Pennsylvania casinos would need to partner with software providers as none currently own platforms.

A 54 percent tax rate would only leave 46 percent to split between:

  • Casino.
  • Software provider.
  • Expenses related to hosting the games.

While the same burden applies to live casinos in Pennsylvania, these businesses provide food, drinks, and in some cases horse racing and hotels to generate revenue beyond the casino floor. Pennsylvania online gaming would not enjoy the same diversification opportunity.

Poker would be afflicted with a similar fate

Poker would also suffer from a high tax rate.

The difference between Nevada and New Jersey can already be seen in an online poker comparison. rakes five percent of the pot in its games, while it takes 5.5 percent in New Jersey.

The rake caps are also higher in New Jersey. The VIP program returns as much as double in Nevada compared to New Jersey.

The Nevada online poker tax rate is 6.75 percent.  New Jersey taxes interactive gaming at a rate of 17.5 percent when including the 2.5 percent that goes towards the Casino Reinvestment Development Authority.

Astronomical taxes can also be attributed to high rake in regulated countries. PokerStars rakes 6.5 percent at most limits in France. The rake cap is €3 in most cash games, even at many micro limits. The tax rate in France is 46 percent.

This level of rake is unbeatable for virtually all players. Players will lose much faster than they are accustomed. This will create a high churn rate. The high tax rate will leave little for marketing.

The low player retention rate and high cost of acquisition compared to net revenue will make it very challenging for Pennsylvania online poker sites to subsist, let alone profit.

Unlicensed sites won’t lose their appeal

While some unlicensed online poker rooms and casinos may leave Pennsylvania if regulation occurs, some will not. These sites will offer a great value compared to the games operators in Pennsylvania could be forced to offer under a 54 percent tax rate.
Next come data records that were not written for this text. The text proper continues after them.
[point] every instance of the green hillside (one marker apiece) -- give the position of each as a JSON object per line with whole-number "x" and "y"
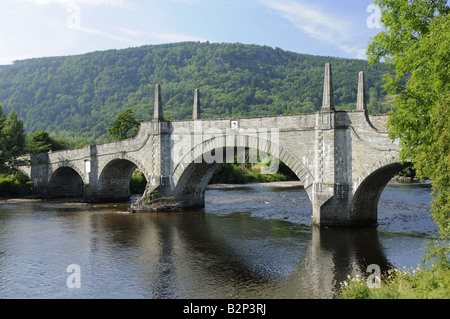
{"x": 77, "y": 96}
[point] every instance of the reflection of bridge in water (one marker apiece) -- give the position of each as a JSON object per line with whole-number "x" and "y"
{"x": 206, "y": 256}
{"x": 343, "y": 160}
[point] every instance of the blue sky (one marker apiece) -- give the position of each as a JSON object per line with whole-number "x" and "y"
{"x": 39, "y": 28}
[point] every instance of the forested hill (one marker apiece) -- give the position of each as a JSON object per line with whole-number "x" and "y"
{"x": 77, "y": 96}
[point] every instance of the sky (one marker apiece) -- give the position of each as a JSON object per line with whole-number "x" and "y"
{"x": 43, "y": 28}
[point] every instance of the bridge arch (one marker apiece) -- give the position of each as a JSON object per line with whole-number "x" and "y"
{"x": 114, "y": 178}
{"x": 66, "y": 181}
{"x": 364, "y": 205}
{"x": 192, "y": 174}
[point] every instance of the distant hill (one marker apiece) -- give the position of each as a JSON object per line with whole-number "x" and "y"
{"x": 77, "y": 96}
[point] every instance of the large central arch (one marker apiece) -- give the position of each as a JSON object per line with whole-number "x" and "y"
{"x": 364, "y": 205}
{"x": 66, "y": 182}
{"x": 192, "y": 175}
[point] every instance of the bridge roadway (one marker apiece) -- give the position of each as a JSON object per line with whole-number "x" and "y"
{"x": 343, "y": 158}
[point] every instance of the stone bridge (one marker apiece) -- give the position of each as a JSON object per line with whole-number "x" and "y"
{"x": 343, "y": 158}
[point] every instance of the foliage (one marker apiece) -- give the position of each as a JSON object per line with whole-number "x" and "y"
{"x": 124, "y": 126}
{"x": 433, "y": 283}
{"x": 41, "y": 142}
{"x": 415, "y": 42}
{"x": 77, "y": 96}
{"x": 237, "y": 173}
{"x": 12, "y": 141}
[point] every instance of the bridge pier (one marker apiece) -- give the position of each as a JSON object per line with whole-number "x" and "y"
{"x": 343, "y": 161}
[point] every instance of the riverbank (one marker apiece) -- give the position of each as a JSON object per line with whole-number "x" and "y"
{"x": 249, "y": 185}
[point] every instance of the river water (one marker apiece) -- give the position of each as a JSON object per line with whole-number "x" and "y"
{"x": 248, "y": 242}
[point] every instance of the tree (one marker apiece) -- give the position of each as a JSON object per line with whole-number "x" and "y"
{"x": 124, "y": 126}
{"x": 415, "y": 42}
{"x": 41, "y": 142}
{"x": 12, "y": 141}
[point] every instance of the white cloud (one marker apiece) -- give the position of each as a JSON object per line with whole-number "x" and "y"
{"x": 317, "y": 24}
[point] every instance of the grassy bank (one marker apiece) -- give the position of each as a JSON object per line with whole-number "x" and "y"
{"x": 14, "y": 185}
{"x": 432, "y": 283}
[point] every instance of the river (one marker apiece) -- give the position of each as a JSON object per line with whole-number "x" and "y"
{"x": 254, "y": 241}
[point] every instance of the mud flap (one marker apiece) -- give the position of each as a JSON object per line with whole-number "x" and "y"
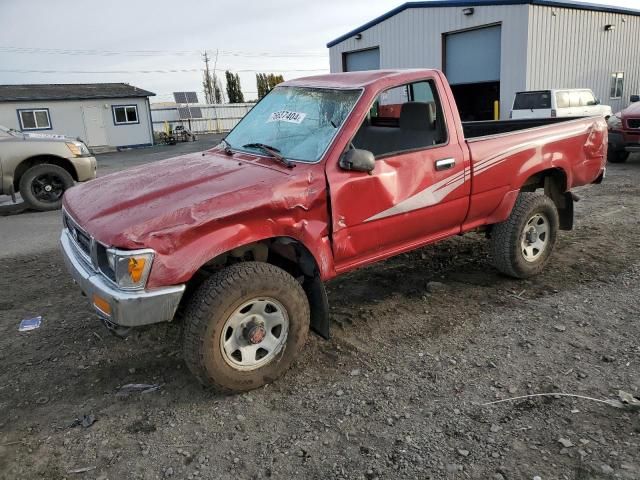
{"x": 566, "y": 212}
{"x": 319, "y": 304}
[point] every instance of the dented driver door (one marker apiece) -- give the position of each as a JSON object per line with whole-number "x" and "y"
{"x": 411, "y": 198}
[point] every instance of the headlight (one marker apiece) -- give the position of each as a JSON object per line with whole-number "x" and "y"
{"x": 614, "y": 121}
{"x": 129, "y": 269}
{"x": 77, "y": 149}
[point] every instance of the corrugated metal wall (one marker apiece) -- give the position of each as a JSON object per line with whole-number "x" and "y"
{"x": 570, "y": 48}
{"x": 413, "y": 38}
{"x": 216, "y": 118}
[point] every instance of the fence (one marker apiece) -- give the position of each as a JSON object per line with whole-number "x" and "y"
{"x": 215, "y": 118}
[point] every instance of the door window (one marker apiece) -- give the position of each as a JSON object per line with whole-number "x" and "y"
{"x": 404, "y": 118}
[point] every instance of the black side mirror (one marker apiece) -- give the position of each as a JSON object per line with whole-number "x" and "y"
{"x": 358, "y": 160}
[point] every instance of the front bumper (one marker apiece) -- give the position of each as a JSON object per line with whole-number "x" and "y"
{"x": 128, "y": 308}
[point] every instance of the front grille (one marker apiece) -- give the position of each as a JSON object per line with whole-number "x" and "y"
{"x": 82, "y": 239}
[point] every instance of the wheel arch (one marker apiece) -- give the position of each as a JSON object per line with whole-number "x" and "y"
{"x": 285, "y": 252}
{"x": 27, "y": 163}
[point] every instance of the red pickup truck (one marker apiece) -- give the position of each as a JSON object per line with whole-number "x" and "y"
{"x": 624, "y": 132}
{"x": 324, "y": 175}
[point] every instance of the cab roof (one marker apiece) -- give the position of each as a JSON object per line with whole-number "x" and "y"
{"x": 360, "y": 79}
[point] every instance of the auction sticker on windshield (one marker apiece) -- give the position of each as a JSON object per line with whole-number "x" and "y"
{"x": 287, "y": 116}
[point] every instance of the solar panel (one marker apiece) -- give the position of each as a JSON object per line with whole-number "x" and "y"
{"x": 186, "y": 113}
{"x": 185, "y": 97}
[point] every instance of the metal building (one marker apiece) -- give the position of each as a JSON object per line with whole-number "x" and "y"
{"x": 103, "y": 115}
{"x": 491, "y": 49}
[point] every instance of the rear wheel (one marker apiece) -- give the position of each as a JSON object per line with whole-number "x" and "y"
{"x": 244, "y": 326}
{"x": 617, "y": 156}
{"x": 42, "y": 186}
{"x": 522, "y": 245}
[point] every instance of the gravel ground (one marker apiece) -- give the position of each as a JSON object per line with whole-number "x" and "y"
{"x": 419, "y": 343}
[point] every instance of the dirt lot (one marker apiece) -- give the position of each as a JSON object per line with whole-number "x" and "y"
{"x": 396, "y": 393}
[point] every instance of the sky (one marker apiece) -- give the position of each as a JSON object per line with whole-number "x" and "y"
{"x": 86, "y": 41}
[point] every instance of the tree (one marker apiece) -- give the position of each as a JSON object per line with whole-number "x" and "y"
{"x": 266, "y": 82}
{"x": 234, "y": 90}
{"x": 210, "y": 83}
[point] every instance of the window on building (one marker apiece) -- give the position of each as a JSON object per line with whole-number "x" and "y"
{"x": 36, "y": 119}
{"x": 124, "y": 114}
{"x": 402, "y": 119}
{"x": 562, "y": 99}
{"x": 587, "y": 99}
{"x": 617, "y": 84}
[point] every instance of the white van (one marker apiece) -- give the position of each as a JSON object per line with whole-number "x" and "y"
{"x": 576, "y": 102}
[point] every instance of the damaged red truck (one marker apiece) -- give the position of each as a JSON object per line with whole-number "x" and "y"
{"x": 324, "y": 175}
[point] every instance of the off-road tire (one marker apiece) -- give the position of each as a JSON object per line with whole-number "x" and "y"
{"x": 27, "y": 185}
{"x": 506, "y": 237}
{"x": 212, "y": 304}
{"x": 617, "y": 156}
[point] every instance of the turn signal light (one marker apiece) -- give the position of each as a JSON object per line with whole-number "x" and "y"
{"x": 136, "y": 268}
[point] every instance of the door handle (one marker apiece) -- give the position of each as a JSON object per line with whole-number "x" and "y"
{"x": 445, "y": 163}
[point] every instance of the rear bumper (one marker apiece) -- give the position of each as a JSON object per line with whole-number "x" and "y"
{"x": 624, "y": 141}
{"x": 86, "y": 167}
{"x": 128, "y": 308}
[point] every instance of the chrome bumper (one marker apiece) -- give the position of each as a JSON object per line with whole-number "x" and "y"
{"x": 128, "y": 308}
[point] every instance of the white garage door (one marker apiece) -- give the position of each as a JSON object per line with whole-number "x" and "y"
{"x": 362, "y": 60}
{"x": 473, "y": 56}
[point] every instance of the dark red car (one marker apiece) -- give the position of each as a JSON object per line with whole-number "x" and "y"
{"x": 624, "y": 132}
{"x": 324, "y": 175}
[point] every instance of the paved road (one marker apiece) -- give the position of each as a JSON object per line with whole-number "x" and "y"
{"x": 30, "y": 232}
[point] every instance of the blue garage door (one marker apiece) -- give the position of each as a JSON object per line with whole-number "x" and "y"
{"x": 362, "y": 60}
{"x": 473, "y": 56}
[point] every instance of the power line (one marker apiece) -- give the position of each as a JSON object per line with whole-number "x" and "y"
{"x": 173, "y": 70}
{"x": 152, "y": 53}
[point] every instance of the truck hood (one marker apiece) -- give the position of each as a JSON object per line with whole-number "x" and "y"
{"x": 154, "y": 205}
{"x": 632, "y": 110}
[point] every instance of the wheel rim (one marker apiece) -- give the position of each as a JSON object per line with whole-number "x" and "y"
{"x": 47, "y": 187}
{"x": 535, "y": 237}
{"x": 254, "y": 333}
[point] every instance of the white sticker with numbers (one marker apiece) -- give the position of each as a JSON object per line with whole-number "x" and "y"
{"x": 287, "y": 116}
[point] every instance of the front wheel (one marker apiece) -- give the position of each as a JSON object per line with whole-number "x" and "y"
{"x": 522, "y": 245}
{"x": 42, "y": 186}
{"x": 244, "y": 326}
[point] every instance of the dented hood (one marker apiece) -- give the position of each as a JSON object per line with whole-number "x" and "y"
{"x": 151, "y": 205}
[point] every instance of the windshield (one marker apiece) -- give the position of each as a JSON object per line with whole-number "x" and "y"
{"x": 299, "y": 122}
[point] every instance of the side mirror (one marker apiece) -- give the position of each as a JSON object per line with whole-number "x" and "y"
{"x": 358, "y": 160}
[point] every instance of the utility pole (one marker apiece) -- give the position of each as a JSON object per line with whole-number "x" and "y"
{"x": 209, "y": 92}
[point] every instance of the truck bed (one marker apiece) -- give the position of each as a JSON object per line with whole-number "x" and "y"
{"x": 496, "y": 127}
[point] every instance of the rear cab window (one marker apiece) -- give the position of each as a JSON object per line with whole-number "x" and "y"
{"x": 532, "y": 100}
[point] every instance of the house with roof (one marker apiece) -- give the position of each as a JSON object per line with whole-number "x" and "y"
{"x": 491, "y": 49}
{"x": 103, "y": 115}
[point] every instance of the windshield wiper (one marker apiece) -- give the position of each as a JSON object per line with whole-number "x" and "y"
{"x": 227, "y": 147}
{"x": 272, "y": 151}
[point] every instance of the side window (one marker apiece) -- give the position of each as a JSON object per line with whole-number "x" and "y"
{"x": 574, "y": 99}
{"x": 562, "y": 99}
{"x": 408, "y": 117}
{"x": 37, "y": 119}
{"x": 587, "y": 99}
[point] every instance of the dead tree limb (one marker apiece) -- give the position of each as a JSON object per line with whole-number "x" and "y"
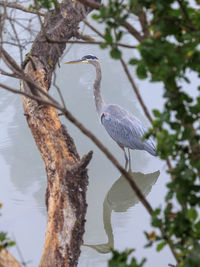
{"x": 7, "y": 260}
{"x": 66, "y": 172}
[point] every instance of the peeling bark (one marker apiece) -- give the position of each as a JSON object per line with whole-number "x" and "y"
{"x": 66, "y": 172}
{"x": 7, "y": 260}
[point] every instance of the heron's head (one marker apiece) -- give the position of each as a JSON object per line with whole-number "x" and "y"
{"x": 89, "y": 59}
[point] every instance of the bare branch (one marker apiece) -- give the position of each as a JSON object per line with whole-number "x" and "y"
{"x": 100, "y": 43}
{"x": 16, "y": 5}
{"x": 144, "y": 23}
{"x": 90, "y": 135}
{"x": 93, "y": 28}
{"x": 136, "y": 90}
{"x": 126, "y": 24}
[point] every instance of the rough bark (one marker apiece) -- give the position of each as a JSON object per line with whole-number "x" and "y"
{"x": 7, "y": 260}
{"x": 66, "y": 172}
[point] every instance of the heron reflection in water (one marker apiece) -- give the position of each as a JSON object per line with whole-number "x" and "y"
{"x": 120, "y": 124}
This could create unfair competition, something well-written regulations and a reasonable tax rate could avoid.

There is no shame in generating tax revenue from online gaming regulation. It is easy to think that placing a high tax on an activity that creates a new market is the solution.

It will be much better for the industry to use a proper tax rate from the start as opposed to trying to fix it after players have already been churned out of the system due to high fees and house edges.